The Iron Lady Starring Meryl Streep, Jim Broadbent and Alexandra Roach. Directed by Phyllida Lloyd.

Let's not overpraise Meryl Streep here. She's given the world what the world expected _ a skilfully calibrated, compulsively particular turn as Margaret Thatcher _ and she'll win the Oscar in three weeks, her third. It's hard to say if you're seeing her, Streep, or you're seeing Baroness Thatcher resurrected from contemporary oblivion to bray and bluster against the Westminster mud. At this point in history and in the context of this much-touted biopic, Streep is more famous than her character, and that fame conditions our entire experience: We know walking into a cinema that we're going to watch a great actress giving a performance. And we got just that.

So it's a more pleasant surprise seeing Alexandra Roach, 25, playing the young Margaret with whir and zest; inspiring us to imagine what the Iron Lady was like in her pre-politics youth, Roach's acting seems to rely more on instinct than Streep's masterclass of technical genius. But this being a Streep film, Roach shows up only briefly, as the novice Oxford graduate who rises up against the cynicism and contempt of the predictably male-dominant politics. Then it becomes a Streep show, mostly as Thatcher in her old and foggy age wrecked by dementia and bitter, recurring reveries of her dead husband, played by Jim Broadbent.

Phylida Lloyd (Mama Mia!) and writer Abi Morgan attempt Proustian reminiscences by having the mumbling, antiquated Thatcher recalling the key moments in her life at the slightest provocation, from her first meeting as MP to the contested premiership, from the IRA bombing that nearly killed her to the crunch match of the Falklands War. The Iron Lady feels sparse because these moments are presented as sketches, and while it's the filmmaker's right to sympathise with this furiously divisive and much reviled figure in British politics, the uncritical approach severely undermines the film's conviction.
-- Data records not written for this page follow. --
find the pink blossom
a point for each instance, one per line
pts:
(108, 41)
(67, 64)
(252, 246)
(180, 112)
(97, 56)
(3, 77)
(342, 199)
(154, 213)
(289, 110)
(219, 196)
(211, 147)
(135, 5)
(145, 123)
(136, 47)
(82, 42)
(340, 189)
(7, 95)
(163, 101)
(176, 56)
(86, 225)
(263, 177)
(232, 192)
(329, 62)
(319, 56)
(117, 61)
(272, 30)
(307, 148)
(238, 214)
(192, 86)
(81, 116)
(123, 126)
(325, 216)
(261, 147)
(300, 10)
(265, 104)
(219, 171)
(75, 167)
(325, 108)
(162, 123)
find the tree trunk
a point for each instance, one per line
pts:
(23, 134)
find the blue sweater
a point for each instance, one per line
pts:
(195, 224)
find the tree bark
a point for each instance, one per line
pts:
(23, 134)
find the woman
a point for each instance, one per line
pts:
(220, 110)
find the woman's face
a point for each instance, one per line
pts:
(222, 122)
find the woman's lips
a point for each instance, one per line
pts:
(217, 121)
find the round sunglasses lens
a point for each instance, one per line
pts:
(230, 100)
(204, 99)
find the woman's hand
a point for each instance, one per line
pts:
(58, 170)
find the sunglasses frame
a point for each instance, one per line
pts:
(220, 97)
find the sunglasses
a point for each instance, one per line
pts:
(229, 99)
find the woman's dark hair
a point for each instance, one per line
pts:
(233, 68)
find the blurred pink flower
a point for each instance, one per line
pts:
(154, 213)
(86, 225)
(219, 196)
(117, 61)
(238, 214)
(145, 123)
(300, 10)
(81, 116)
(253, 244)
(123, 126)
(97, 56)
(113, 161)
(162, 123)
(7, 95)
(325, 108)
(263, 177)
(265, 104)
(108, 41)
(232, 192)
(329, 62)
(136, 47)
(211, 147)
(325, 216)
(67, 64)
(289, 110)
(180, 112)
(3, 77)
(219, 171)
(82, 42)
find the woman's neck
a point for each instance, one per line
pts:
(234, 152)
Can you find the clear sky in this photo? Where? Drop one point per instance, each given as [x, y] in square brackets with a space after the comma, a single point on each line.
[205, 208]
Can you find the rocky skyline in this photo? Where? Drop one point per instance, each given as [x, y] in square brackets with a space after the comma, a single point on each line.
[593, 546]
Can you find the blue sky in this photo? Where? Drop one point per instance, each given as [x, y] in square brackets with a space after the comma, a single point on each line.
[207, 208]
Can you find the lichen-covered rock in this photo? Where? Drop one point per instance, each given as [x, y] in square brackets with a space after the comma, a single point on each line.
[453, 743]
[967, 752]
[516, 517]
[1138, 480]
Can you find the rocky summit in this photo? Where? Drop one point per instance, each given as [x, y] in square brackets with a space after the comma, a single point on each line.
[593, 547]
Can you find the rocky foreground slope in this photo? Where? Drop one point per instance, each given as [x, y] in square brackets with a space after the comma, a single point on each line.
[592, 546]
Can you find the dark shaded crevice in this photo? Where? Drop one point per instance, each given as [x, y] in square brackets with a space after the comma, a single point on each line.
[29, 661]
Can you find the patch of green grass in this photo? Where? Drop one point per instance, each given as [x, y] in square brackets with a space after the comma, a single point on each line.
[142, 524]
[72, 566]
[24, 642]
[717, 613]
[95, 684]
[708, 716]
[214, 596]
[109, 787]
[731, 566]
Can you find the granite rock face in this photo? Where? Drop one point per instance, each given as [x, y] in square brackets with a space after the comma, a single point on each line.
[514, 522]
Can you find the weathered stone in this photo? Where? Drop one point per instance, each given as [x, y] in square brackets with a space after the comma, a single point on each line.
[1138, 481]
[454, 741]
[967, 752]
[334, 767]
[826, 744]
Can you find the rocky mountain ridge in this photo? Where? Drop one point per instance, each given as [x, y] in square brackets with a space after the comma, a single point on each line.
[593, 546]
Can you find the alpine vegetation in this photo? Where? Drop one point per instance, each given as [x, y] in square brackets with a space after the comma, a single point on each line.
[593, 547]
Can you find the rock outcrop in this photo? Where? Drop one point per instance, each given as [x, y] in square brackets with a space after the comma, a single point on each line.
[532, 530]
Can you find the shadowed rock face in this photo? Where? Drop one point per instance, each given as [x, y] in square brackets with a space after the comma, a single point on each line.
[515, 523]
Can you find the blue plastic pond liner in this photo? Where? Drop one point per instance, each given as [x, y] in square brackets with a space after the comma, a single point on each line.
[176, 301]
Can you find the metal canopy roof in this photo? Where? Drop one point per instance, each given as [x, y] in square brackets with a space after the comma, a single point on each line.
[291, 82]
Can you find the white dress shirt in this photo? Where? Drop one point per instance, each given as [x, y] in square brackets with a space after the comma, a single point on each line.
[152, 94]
We can't say Streep's acting is not subtle _ there are small moments that work along the way _ but the subtlety is largely lost in the on rush of events and swift transformation of the all-work-and-no-play Thatcher. We want to feel closer to her, given that the film represents her point of view, but that feeling comes in sporadic jolts, only a few hard nudges in this softened touch at the life of a political steel.

The Woman in Black Starring Daniel Radcliffe, Ciaran Hinds. Directed by James Watkins.

Gothic menace and slow-burn dread work to chill and shake your spine in this haunted-house yarn starring the ex-Harry Potter Daniel Radcliffe. Fans of Hammer Film, the British studio specialising in horror movies from the 1950s to the '70s (think Christopher Lee, Peter Cushing and Vincent Price), will relish the return of the outfit with this admirably old-school scare-fest. Radcliffe plays Arthur Kipps, a turn-of-the-century lawyer sent to a small hamlet to sift through documents at a decrepit, abandoned, and obviously haunted estate that sits on a soul-sucking marsh.

Dark deaths, gruesome fates of children, snuffed candles, a rocking chair that moves and a vengeful mother in black combine to wrap the mansion in a funereal wreath through which Kipps has to work his way. It's bracing to see that vintage horror still surpasses the new digital-dread hokum.